At the end of all of this, I am looking for a way to elevate the installation without a prompt for a user to present administrative credentials for a true silent installation.


Comments:
  • Logged in as an admin does the install work silently using psexec -s switch (running as system) ? Also can you attach a failed install log from the HP CAE deployment? - wynnem 8 years ago
    • If I am logged in the computer as an Admin, and running psexec as the system account, the install works passing the admin account credentials with a -h (elevated) switch. I have not tried the -s. When calling psexec through the managed installation, the service is blocked, even though elevated prompts have been passed. I will try the -s switch though and see what happens. - Ninjawannabe 8 years ago
  • Extract the certificate, push the certificate per GPO out. Then create a driver package extracting the required files from the vendor install and then create an MST for the vendor MSI. That should then be able to run silently... - Pressanykey 8 years ago
    • Good Morning Pressanykey, I actually tried something similar. Our IT department does not manage Trusted Publishers within our environment. I ran the installation by hand on a machine as a local administrator. The installation completed successfully. I extracted the Vendor certificate. It is signed by VeriSign and looks correct. It expires in December. I then copied out the driver files 1 inf, 2 sys files and the cat file.

      I installed the cert to the root CA as well as the local Machine trusted Publishers. *Note: in the past, extracting the cert and pushing to localstore was all that was necessary for this package installation.

      I also repackaged the driver using a selfsigned certificate. then used dpinst to install the driver. This was successful. When I went to edit the vendor MSI to suppress the virtual adapter driver installation, I found I could suppress the files, but could not find the custom action to suppress the actual installation. So, when the software installed, is still failed the driver installation check and removed the entire package.

      My last test was to see exactly what was happening with the driver installation through the system account, but be able to monitor the install. I took all of the silent switches out and pushed the application to install through HP CAE (Radia). When the installation got to the virtual Adapter driver installation, I was kicked out of the user account back to the logon screen. When I logged back in, the driver had removed itself. When pushed through SCCM, I was presented with a prompt "Windows can't verify the publisher of this driver software".

      At this point, I have been escalated through the vendor to one of their engineers. Hopefully they an assist with finding out why the installation fails when installing silently. - Ninjawannabe 8 years ago
      • Hi,
        you should not need to re-sign the driver. It should already be signed. You only need the inf and cat files, plus the files listed in the inf file.
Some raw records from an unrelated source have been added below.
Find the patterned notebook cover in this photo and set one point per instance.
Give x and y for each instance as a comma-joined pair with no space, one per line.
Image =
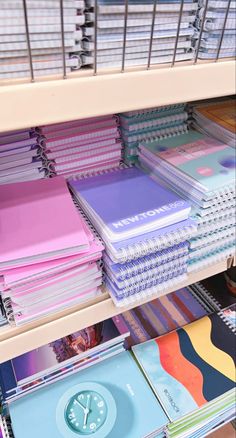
191,366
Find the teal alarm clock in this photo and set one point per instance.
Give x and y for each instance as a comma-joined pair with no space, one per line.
86,410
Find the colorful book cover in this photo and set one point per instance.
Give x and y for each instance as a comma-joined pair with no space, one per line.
222,113
151,202
162,315
204,159
190,366
62,353
95,401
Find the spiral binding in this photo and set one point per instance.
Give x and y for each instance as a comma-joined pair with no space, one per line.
203,241
151,274
150,262
147,124
6,423
227,321
199,288
140,113
157,291
150,246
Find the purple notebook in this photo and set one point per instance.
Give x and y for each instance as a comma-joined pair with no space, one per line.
127,202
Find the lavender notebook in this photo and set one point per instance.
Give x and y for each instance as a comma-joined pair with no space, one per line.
127,202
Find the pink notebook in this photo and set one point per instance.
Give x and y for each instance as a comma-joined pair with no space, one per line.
38,222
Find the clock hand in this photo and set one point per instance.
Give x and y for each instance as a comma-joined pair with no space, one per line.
87,410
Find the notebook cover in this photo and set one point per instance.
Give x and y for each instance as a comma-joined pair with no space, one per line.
110,195
191,366
222,113
38,218
204,159
162,315
120,376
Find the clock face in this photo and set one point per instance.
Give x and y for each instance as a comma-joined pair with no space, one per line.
86,409
86,412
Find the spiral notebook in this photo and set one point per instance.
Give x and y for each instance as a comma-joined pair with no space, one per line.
125,219
193,367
Put these down on the system in a directory, and install from there, either using dpinst or the msi pendent. - Pressanykey 8 years ago
      • I have tried to do this; however, the MSI has instructions built within that I cannot suppress. The msi will still try to install this driver, even though it is already installed. Because the MSI cannot install the driver, the entire package fails and removes itself. Apparently, according to the vendor looking through the install failure log, the issue is that the Vendor Cert fails to add to the certstore. - Ninjawannabe 8 years ago
      • This is now resolved. I ran a snapshot installation to bypass the driver and certificate install. This is now working. - Ninjawannabe 8 years ago
Posted by: Ninjawannabe 8 years ago
White Belt
0

Top Answer

This is now resolved. I ran a snapshot installation to bypass the driver and certificate install. This is now working.
Posted by: Pressanykey 8 years ago
Red Belt
0
Hi Ninjawannabe,
capturing an MSI is not a good thing to do, unless you *really* know what you are doing. If you have not removed all of the Darwin descriptors, then you are in big trouble.
Regarding the actions that you state the original vendor MSI is doing (i.e. trying to install the river any way) this could be removed using a transform, as I suspect that the vendor is using a custom action to install the drivers (probably DPInst).